After seeing Leah’s haunting photos, I asked if I could post them so all of you could see them. Be sure to follow her on Instagram @thedecayingsouth. She said she was amazed at all the things left behind and you will be, too.
I looked up a little history to share, and added three historical photos at the top of the gallery below.
About the South Carolina asylum
The facility in Columbia, South Carolina, was the second state-run mental hospital to be built in the U.S., after Virginia’s. Called the South Carolina Lunatic Asylum, it was built between 1822 and 1827.

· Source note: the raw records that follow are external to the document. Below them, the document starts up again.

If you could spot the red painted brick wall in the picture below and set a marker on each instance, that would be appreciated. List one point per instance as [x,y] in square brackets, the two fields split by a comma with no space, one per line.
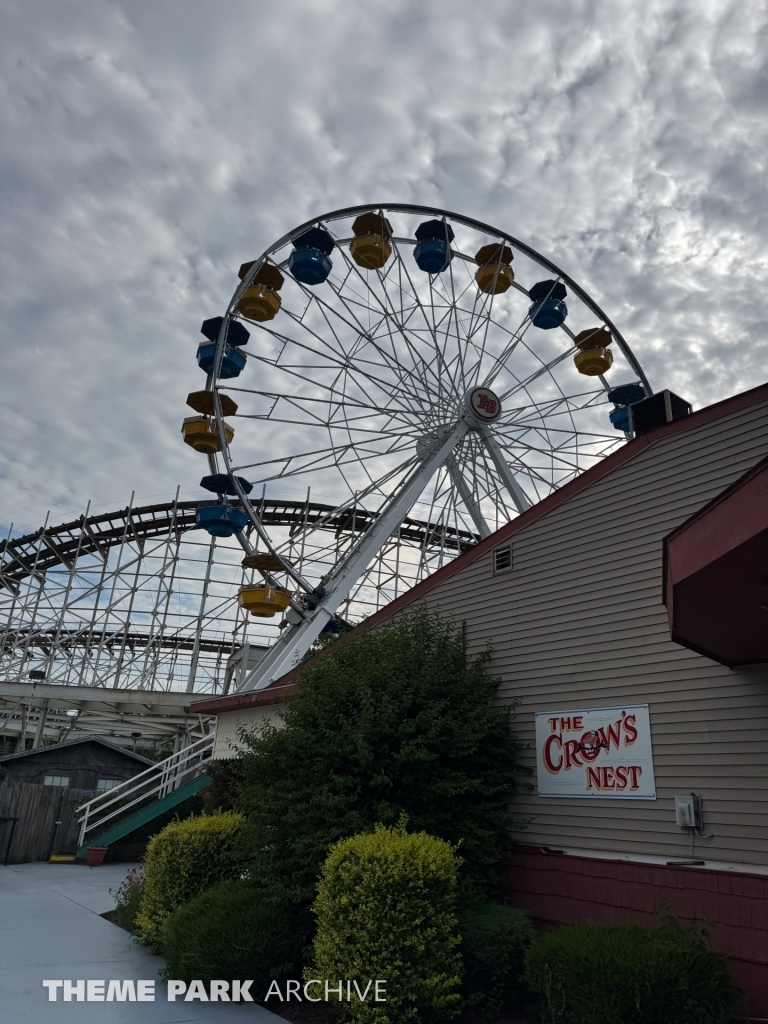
[557,888]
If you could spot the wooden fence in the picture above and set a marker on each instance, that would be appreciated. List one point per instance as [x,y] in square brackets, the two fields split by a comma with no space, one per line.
[38,809]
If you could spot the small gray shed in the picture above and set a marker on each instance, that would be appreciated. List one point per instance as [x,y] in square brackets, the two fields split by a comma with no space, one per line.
[88,763]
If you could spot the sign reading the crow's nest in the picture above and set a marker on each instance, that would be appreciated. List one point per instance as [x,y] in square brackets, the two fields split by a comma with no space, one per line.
[602,752]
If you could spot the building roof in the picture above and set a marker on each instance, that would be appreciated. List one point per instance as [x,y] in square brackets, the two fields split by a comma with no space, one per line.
[286,684]
[76,742]
[715,583]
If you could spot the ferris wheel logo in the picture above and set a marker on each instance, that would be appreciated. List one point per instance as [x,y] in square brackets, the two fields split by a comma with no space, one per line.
[483,404]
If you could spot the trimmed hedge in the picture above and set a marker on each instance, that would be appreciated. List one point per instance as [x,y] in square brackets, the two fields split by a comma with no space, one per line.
[495,939]
[232,931]
[182,861]
[598,974]
[385,910]
[397,720]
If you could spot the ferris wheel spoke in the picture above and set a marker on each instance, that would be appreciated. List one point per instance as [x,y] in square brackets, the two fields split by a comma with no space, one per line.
[373,367]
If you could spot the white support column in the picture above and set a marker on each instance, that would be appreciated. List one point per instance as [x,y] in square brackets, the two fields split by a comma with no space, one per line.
[296,640]
[40,725]
[467,497]
[518,495]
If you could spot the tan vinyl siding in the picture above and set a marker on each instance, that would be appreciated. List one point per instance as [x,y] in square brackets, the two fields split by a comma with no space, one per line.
[227,743]
[579,623]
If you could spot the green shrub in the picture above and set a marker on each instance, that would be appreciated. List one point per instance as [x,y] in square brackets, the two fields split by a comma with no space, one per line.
[385,910]
[233,931]
[127,898]
[183,860]
[494,942]
[395,720]
[595,974]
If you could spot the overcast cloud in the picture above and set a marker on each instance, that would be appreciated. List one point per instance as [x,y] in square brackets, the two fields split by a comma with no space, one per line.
[150,147]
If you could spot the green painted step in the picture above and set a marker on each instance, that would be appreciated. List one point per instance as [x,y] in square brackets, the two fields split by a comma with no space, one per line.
[145,814]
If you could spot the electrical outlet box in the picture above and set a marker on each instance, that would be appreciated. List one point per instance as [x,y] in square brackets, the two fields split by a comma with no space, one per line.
[688,811]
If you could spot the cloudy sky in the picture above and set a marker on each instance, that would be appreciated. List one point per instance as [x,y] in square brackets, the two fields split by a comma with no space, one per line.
[150,147]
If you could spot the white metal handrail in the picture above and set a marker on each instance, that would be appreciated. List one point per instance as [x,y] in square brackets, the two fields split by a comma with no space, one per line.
[161,778]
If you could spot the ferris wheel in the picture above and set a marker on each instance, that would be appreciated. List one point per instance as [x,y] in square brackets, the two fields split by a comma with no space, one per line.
[408,366]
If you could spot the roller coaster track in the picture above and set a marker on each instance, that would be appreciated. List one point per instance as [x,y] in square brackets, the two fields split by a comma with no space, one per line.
[58,546]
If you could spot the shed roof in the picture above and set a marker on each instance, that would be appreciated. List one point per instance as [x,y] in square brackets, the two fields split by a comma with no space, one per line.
[76,742]
[286,684]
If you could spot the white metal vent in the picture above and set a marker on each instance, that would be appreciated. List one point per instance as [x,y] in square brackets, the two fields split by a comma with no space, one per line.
[503,559]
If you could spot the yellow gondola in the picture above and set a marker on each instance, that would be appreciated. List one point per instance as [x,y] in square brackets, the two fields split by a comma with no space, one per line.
[260,301]
[495,275]
[200,432]
[594,356]
[370,247]
[262,600]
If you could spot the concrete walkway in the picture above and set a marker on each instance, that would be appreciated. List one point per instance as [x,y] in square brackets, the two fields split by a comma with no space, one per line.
[50,929]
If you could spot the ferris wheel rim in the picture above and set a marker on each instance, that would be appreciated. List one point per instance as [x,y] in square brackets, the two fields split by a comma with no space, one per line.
[412,209]
[478,225]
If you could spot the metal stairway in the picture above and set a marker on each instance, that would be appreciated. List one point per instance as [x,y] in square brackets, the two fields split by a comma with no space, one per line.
[155,791]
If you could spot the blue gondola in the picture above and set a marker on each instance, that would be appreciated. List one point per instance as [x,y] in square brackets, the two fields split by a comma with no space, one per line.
[620,418]
[308,262]
[433,253]
[221,483]
[236,333]
[220,520]
[627,394]
[548,310]
[232,360]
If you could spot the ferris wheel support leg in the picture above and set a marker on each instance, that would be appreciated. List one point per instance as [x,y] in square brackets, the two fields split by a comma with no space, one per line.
[296,640]
[467,497]
[518,495]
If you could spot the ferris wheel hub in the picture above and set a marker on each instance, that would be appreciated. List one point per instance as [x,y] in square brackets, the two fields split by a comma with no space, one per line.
[481,407]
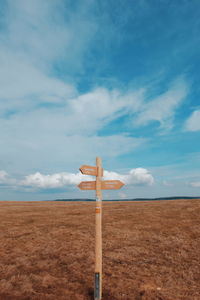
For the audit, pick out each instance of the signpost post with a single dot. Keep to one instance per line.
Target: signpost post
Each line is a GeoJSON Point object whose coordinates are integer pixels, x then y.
{"type": "Point", "coordinates": [98, 185]}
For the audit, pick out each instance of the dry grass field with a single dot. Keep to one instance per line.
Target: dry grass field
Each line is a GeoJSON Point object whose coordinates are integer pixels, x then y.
{"type": "Point", "coordinates": [151, 250]}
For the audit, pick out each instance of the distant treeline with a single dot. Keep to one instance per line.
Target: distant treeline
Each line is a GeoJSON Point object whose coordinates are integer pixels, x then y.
{"type": "Point", "coordinates": [135, 199]}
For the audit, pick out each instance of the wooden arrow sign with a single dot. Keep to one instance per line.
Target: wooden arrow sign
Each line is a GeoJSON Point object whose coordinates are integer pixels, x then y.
{"type": "Point", "coordinates": [89, 170]}
{"type": "Point", "coordinates": [111, 184]}
{"type": "Point", "coordinates": [87, 185]}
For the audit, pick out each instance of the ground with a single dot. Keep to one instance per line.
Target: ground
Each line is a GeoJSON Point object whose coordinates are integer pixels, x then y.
{"type": "Point", "coordinates": [151, 250]}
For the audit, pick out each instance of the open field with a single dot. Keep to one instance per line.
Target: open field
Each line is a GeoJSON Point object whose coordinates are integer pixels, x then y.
{"type": "Point", "coordinates": [151, 250]}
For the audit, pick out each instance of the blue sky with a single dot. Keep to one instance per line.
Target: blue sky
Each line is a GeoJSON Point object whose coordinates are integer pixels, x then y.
{"type": "Point", "coordinates": [116, 79]}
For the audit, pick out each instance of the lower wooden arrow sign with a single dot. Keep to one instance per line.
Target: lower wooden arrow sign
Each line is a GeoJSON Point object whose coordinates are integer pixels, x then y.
{"type": "Point", "coordinates": [105, 185]}
{"type": "Point", "coordinates": [111, 184]}
{"type": "Point", "coordinates": [87, 185]}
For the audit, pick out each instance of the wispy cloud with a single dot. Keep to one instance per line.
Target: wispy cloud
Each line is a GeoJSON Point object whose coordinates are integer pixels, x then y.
{"type": "Point", "coordinates": [193, 122]}
{"type": "Point", "coordinates": [138, 176]}
{"type": "Point", "coordinates": [163, 108]}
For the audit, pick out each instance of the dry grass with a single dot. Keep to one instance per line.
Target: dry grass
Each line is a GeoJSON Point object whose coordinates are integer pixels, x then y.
{"type": "Point", "coordinates": [151, 250]}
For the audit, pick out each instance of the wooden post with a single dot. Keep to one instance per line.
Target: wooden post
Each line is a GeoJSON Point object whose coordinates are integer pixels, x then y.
{"type": "Point", "coordinates": [98, 238]}
{"type": "Point", "coordinates": [98, 185]}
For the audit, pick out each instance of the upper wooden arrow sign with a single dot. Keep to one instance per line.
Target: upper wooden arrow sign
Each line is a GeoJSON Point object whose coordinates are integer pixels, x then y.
{"type": "Point", "coordinates": [105, 185]}
{"type": "Point", "coordinates": [111, 184]}
{"type": "Point", "coordinates": [89, 170]}
{"type": "Point", "coordinates": [87, 185]}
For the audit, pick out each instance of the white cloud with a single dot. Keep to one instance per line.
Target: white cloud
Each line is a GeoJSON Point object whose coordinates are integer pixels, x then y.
{"type": "Point", "coordinates": [53, 181]}
{"type": "Point", "coordinates": [137, 176]}
{"type": "Point", "coordinates": [163, 108]}
{"type": "Point", "coordinates": [195, 184]}
{"type": "Point", "coordinates": [193, 122]}
{"type": "Point", "coordinates": [3, 176]}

The state’s Department of Mental Health website says, “According to legend, when Colonel Samuel Farrow, a member of the House of Representatives from Spartanburg County, traveled to Columbia to attend sessions of the legislature, he noticed a woman who was mentally distressed and apparently without adequate care. Her poor condition made an impact on him and spurred him on to engage the support of Major William Crafts, a brilliant orator and a member of the Senate from Charleston County. The two men worked zealously to sensitize their fellow lawmakers to the needs of the mentally ill, and on December 20, 1821, the South Carolina State Legislature passed a statute-at-large approving $30,000 to build the S.C. Lunatic Asylum and school for the deaf and dumb.”
The facility was also used as a POW camp during the Civil War. “Although the Confederate Army did not get the asylum, the grounds were used as a prison camp for Union officers from October 1864 to February 1865,” the website says, adding, “… late in the war, the asylum became a refuge for many Columbia residents when the city burned during Union General William T. Sherman’s occupation in February 1865.”
The oldest buildings at the site have been name National Historic Landmarks and are listed on the National Register of Historic Places.